Uyghur Woman in the Netherlands Reveals She Leaked Documents on China’s ‘Re-education’ Camps
By Carl Samson
An Uyghur woman living in the Netherlands has claimed responsibility for leaking the secret documents that detailed operations within “re-education” camps in Xinjiang.
The Chinese documents, allegedly printed in 2017, made headlines in the global community last month after being published by the International Consortium of Investigative Journalists (ICIJ), which verified their contents through multiple sources.
The 24-page set of documents revealed inner workings in the controversial facilities, such as rules Uyghur and other ethnic minority “students” must abide by and standards they must meet to “graduate” from their prison-like conditions.
“The guards told me that I must obey every rule at the center,” former detainee Zumrat Dawut, 37, told NBC News. “This was prison. That’s what it was.”
A week after the documents had leaked, Asiye Abdulaheb, an Uyghur woman living in the Netherlands, came forward as a source.
Abdulaheb, 46, is the final link in a short chain of people who found the documents and passed them on, according to Dutch newspaper De Volkskrant.
“I posted a screenshot of one of these documents on Twitter, hoping that a journalist or some expert would find me,” she told the outlet.
Despite her “somewhat clumsy” move, Abdulaheb managed to get in touch with German data researcher Adrian Zenz, who has been studying the Xinjiang issue for years.
Abdulaheb, who applied for asylum in the Netherlands in 2009, is now a fully-integrated Dutch citizen. She and her ex-husband, fellow refugee Jasur Abibula, have two children.
Before life in the Netherlands, Abdulaheb functioned within the Chinese political system. She worked for government institutions, while some of her family are members of the ruling Communist Party.
Abdulaheb has not revealed her motives for leaving China, but she is determined to expose the documents at the expense of her own life. She has since received threats, with one of them warning “You’ll end up in pieces in the black garbage bin in your front garden.”
“And I have exactly such a garbage bin. But these documents have to be published, even if it kills me,” she told the Volkskrant.
While Abdulaheb is not afraid of losing her life, she is worried about her family. Aside from threatening messages, she has also received scary phone calls and saw “vague acquaintances” suddenly turn up.
“If something happens to her now, it will become a new story,” Zenz told The New York Times. “Silence would have been so much worse.”
Abdulaheb and her family have since sought protection from the local police. Despite the burden, she is glad to have come forward to help her people.
“I have told everything. My mind is calm now,” she told the Times.

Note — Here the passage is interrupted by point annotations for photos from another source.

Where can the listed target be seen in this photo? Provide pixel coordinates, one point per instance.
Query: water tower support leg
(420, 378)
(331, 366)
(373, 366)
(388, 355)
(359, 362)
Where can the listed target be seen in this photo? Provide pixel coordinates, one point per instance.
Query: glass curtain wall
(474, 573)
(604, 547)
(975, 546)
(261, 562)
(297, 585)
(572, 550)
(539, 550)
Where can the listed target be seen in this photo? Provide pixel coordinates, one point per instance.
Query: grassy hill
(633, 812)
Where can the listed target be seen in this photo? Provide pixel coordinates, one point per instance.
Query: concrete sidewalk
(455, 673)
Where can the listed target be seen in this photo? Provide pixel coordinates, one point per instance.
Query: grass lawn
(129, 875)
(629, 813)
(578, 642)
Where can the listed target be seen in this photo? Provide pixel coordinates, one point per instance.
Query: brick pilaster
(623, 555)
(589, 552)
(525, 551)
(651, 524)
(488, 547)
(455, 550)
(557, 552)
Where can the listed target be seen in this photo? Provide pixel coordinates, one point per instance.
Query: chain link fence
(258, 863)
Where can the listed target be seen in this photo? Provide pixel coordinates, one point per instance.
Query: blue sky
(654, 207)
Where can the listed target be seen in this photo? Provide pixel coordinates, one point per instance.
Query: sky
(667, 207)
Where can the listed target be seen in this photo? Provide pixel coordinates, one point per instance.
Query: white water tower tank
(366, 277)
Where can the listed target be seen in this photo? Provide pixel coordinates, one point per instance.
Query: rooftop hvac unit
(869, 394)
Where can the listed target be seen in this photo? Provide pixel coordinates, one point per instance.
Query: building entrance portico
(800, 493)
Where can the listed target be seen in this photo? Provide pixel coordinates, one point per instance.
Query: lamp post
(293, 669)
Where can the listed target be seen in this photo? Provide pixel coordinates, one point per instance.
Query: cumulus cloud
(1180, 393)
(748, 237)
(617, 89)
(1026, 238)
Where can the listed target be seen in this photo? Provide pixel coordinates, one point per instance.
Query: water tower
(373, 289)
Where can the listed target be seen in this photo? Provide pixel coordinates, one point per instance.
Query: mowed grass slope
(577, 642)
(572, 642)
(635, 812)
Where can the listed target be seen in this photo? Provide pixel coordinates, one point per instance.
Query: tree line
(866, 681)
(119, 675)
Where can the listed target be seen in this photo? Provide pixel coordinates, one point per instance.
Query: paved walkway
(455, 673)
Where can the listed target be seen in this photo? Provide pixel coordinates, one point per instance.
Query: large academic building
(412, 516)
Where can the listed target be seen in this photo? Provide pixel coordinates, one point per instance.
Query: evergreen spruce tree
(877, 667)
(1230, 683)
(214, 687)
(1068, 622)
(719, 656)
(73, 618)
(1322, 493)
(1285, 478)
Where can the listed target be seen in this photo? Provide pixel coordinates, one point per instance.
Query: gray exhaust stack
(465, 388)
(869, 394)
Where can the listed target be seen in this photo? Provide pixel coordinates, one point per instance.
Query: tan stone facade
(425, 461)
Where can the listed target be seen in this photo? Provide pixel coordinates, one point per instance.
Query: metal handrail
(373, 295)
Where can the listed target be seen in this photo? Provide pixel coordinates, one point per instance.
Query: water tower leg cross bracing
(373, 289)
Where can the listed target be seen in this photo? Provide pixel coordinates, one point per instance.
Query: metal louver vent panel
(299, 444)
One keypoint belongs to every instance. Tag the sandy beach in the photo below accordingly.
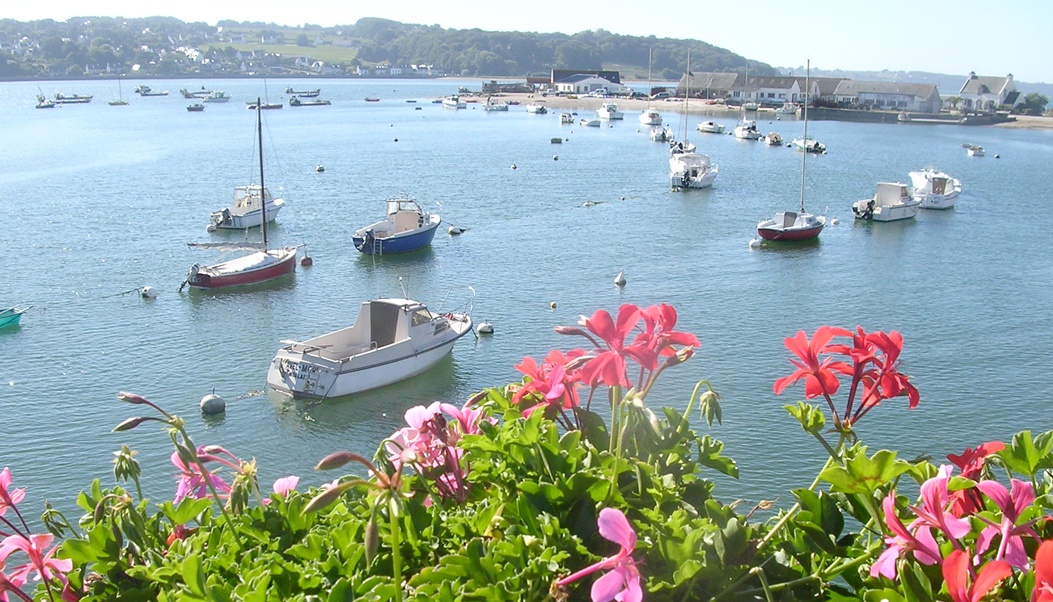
(696, 106)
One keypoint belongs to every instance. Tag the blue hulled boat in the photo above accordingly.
(408, 227)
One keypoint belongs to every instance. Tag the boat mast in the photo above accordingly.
(803, 161)
(259, 132)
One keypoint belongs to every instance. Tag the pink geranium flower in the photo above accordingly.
(622, 582)
(1012, 505)
(902, 541)
(40, 562)
(957, 573)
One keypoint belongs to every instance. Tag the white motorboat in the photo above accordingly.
(245, 211)
(687, 168)
(610, 111)
(748, 131)
(453, 102)
(391, 340)
(651, 117)
(809, 145)
(711, 127)
(217, 96)
(935, 189)
(661, 135)
(691, 171)
(892, 202)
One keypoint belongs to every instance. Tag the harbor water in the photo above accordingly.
(99, 200)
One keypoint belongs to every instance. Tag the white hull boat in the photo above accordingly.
(610, 111)
(935, 189)
(809, 145)
(748, 131)
(245, 212)
(651, 117)
(453, 102)
(891, 203)
(711, 127)
(691, 171)
(392, 340)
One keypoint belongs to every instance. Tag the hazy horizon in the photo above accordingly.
(936, 37)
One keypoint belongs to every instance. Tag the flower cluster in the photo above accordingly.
(873, 367)
(429, 443)
(976, 562)
(42, 564)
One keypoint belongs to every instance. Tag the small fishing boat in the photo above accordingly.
(935, 189)
(217, 96)
(11, 316)
(264, 106)
(890, 203)
(73, 99)
(259, 263)
(711, 127)
(295, 101)
(245, 211)
(453, 102)
(610, 111)
(408, 227)
(391, 340)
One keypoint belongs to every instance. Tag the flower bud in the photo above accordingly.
(132, 398)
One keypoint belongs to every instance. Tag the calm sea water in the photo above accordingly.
(98, 200)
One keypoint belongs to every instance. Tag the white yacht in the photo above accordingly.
(890, 203)
(935, 189)
(610, 111)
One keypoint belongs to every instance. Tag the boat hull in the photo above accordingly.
(403, 242)
(309, 377)
(284, 265)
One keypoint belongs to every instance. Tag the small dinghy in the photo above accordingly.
(392, 340)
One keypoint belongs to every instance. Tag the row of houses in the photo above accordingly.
(976, 93)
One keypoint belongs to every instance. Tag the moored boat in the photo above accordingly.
(391, 340)
(408, 227)
(711, 127)
(12, 316)
(934, 189)
(892, 202)
(259, 263)
(245, 212)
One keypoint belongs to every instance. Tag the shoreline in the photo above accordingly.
(698, 106)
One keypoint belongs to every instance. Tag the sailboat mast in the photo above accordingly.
(803, 160)
(259, 132)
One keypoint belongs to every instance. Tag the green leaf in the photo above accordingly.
(862, 475)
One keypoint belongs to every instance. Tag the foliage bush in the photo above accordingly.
(527, 493)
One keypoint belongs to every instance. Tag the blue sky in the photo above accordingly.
(952, 37)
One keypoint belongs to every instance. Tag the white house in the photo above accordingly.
(889, 96)
(988, 93)
(583, 83)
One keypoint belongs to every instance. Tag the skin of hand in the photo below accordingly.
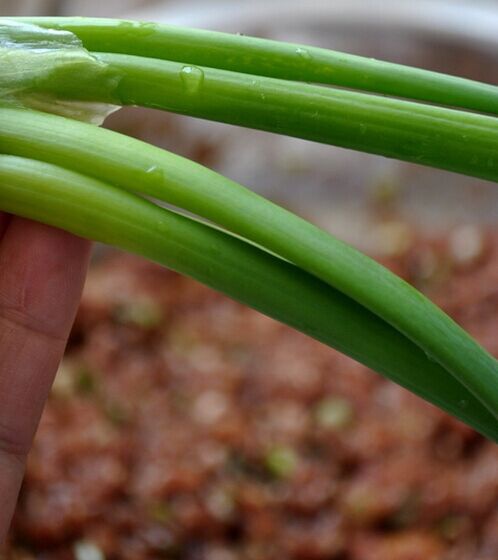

China has since slammed the leaked documents — including a 403-page set exposed earlier by The New York Times — as “fake news” and “underhanded tricks” that sensationalize issues in Xinjiang.
Responding to Abdulaheb’s worries, an editorial piece from the Chinese state-owned Global Times argued that she should instead “be wary of risks from [the] West.”
“If Abdulaheb is worried about her safety, we advise her to guard against U.S. intelligence agencies and extreme Xinjiang secessionist forces. They may exploit her to stir up extreme incidents in order to frame the Chinese government,” the outlet wrote.
“No matter what she has done, we wish that she is safe in the Netherlands. She already jeopardized China’s national interests, and any harm to her safety will not undo the damage. China has no incentive to do any harm to her. But it’s different for U.S. intelligent agencies and Xinjiang secessionist forces. Even in Western media, there may be people who wish to see something happen to her. This is the real risk that Abdulaheb should seriously watch.”
Meanwhile, the regional government in Xinjiang has been deleting data, destroying documents, tightening information control and holding high-level meetings in response to the leaks, four sources with contacts told the Associated Press.
“They became much more serious about the transfer of information,” one claimed.